Principal Component Analysis¶

This is the idea of Principal Component Analysis: to preserve as much of the spread of the data by creating new variables that are linear combinations of the old variables. These new variables are called principal components (PCs). What is a linear combination? (We've actually already done this!)

For example, with our 3 variables, the equation for the first principal component would look like:

$$PC_1 = c_1x + c_2y + c_3z$$

The coefficients are calculated via the magic of linear algebra.

PCA actually produces one new variable (one PC) for each old variable, but they decrease in importance - by importance we mean the amount of variation they capture. The first principal component will always capture the most variation. We reduce dimensionality by choosing only the first two (or three) of these to represent the original data.

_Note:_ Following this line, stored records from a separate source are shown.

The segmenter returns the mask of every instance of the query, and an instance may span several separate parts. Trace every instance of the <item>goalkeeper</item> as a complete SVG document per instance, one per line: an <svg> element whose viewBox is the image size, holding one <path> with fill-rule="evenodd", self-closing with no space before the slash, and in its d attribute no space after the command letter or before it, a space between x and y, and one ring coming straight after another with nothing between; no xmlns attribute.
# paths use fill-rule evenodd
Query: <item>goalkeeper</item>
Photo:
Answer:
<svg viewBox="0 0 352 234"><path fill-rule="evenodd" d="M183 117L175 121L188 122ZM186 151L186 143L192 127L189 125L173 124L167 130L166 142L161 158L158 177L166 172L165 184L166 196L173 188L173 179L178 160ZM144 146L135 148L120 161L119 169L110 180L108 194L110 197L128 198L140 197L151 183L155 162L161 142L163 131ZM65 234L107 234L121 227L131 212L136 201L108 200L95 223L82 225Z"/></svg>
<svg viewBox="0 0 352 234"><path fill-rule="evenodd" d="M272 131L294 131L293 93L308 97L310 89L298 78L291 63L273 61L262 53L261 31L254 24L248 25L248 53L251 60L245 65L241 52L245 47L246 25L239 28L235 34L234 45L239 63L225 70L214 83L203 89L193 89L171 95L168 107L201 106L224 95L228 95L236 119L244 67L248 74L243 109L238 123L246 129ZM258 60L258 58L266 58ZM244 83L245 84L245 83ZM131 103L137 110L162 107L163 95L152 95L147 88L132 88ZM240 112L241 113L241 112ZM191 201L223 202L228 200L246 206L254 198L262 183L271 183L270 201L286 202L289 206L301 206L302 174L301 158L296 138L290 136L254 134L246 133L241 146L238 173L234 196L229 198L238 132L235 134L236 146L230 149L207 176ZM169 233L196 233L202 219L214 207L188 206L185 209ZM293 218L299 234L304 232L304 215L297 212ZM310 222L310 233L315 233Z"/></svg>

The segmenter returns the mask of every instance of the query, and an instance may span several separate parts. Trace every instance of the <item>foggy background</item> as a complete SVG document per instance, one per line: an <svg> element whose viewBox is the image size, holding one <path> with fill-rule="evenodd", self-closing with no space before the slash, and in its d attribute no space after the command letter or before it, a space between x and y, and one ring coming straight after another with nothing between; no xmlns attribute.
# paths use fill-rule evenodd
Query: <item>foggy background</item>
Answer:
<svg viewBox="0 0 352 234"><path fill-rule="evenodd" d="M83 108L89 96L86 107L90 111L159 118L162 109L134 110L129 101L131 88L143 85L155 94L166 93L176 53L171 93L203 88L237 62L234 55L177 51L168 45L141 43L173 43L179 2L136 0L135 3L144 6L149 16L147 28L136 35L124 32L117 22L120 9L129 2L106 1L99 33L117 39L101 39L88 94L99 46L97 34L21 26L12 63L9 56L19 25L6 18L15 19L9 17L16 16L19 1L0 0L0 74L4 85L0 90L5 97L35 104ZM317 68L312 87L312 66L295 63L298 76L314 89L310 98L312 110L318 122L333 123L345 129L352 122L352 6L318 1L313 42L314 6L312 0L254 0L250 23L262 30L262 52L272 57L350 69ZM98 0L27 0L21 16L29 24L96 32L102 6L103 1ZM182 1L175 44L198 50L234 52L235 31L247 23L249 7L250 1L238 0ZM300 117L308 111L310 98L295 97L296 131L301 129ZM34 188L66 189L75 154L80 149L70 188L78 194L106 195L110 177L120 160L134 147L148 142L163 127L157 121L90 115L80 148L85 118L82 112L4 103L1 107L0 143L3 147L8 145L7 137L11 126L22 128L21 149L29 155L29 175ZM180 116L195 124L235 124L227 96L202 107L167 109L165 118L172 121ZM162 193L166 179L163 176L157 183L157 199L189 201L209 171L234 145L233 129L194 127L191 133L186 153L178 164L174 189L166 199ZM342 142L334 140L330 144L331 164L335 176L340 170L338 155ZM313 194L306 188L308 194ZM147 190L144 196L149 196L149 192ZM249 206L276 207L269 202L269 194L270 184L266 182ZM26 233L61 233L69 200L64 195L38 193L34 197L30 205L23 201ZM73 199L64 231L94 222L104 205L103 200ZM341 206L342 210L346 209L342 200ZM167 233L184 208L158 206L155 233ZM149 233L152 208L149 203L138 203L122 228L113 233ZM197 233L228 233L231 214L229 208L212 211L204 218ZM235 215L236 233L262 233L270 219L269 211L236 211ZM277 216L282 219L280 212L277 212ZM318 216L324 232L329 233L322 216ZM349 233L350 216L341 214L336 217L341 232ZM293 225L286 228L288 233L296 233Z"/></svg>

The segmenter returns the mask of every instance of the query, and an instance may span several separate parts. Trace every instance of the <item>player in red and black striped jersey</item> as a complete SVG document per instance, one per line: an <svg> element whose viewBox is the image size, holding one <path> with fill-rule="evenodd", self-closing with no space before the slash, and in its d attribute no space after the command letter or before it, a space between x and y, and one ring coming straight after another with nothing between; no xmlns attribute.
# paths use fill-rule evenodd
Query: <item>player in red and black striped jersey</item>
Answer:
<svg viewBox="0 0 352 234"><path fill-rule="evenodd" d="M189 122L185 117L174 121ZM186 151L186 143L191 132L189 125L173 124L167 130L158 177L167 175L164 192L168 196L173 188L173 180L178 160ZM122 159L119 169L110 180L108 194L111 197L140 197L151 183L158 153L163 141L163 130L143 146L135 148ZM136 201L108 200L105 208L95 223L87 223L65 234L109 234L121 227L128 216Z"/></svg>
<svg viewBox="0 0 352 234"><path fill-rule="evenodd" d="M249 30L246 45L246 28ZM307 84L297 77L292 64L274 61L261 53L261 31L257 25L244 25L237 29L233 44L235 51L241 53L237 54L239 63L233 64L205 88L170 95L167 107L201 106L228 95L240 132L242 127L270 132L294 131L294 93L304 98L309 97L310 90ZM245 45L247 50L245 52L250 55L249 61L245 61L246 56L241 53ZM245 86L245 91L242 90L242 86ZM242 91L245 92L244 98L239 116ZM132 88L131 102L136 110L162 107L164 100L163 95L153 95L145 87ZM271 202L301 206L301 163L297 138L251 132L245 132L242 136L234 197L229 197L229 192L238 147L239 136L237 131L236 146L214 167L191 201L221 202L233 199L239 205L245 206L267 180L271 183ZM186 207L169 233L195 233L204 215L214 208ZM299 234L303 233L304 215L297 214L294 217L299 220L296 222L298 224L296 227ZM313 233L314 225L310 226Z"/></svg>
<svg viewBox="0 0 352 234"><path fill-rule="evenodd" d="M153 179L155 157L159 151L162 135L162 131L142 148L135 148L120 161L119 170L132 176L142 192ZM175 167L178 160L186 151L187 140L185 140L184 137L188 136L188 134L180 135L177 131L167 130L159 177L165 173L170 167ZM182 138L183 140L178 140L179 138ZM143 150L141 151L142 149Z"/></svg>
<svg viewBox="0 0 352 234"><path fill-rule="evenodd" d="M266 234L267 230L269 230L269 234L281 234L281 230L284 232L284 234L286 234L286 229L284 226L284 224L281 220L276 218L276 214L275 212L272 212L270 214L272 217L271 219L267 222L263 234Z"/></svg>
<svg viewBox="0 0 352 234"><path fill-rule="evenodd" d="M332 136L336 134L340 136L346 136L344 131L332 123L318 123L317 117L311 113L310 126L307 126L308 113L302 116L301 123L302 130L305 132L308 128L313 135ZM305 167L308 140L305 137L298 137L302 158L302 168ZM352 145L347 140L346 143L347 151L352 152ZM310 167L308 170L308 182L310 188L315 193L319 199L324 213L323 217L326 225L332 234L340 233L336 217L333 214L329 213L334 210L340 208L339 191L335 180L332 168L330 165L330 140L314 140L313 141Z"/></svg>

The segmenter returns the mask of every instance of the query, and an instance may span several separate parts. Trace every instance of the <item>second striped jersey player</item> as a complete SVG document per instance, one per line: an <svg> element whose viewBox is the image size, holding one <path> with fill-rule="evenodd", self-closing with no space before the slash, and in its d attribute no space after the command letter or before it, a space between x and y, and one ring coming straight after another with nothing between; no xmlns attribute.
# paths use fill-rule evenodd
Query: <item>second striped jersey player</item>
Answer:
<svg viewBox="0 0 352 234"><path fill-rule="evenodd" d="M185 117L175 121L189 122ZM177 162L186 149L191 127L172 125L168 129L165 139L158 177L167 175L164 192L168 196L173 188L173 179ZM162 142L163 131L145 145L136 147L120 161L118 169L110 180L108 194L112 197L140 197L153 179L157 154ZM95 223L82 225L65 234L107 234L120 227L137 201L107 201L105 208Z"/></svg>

The Principal Components aren't generally something that you can really interpret the meaning of. You've basically just rotated your data around (with some stretching and shrinking) and are looking at it in a new coordinate system, but the new coordinates themselves aren't readily interpretable.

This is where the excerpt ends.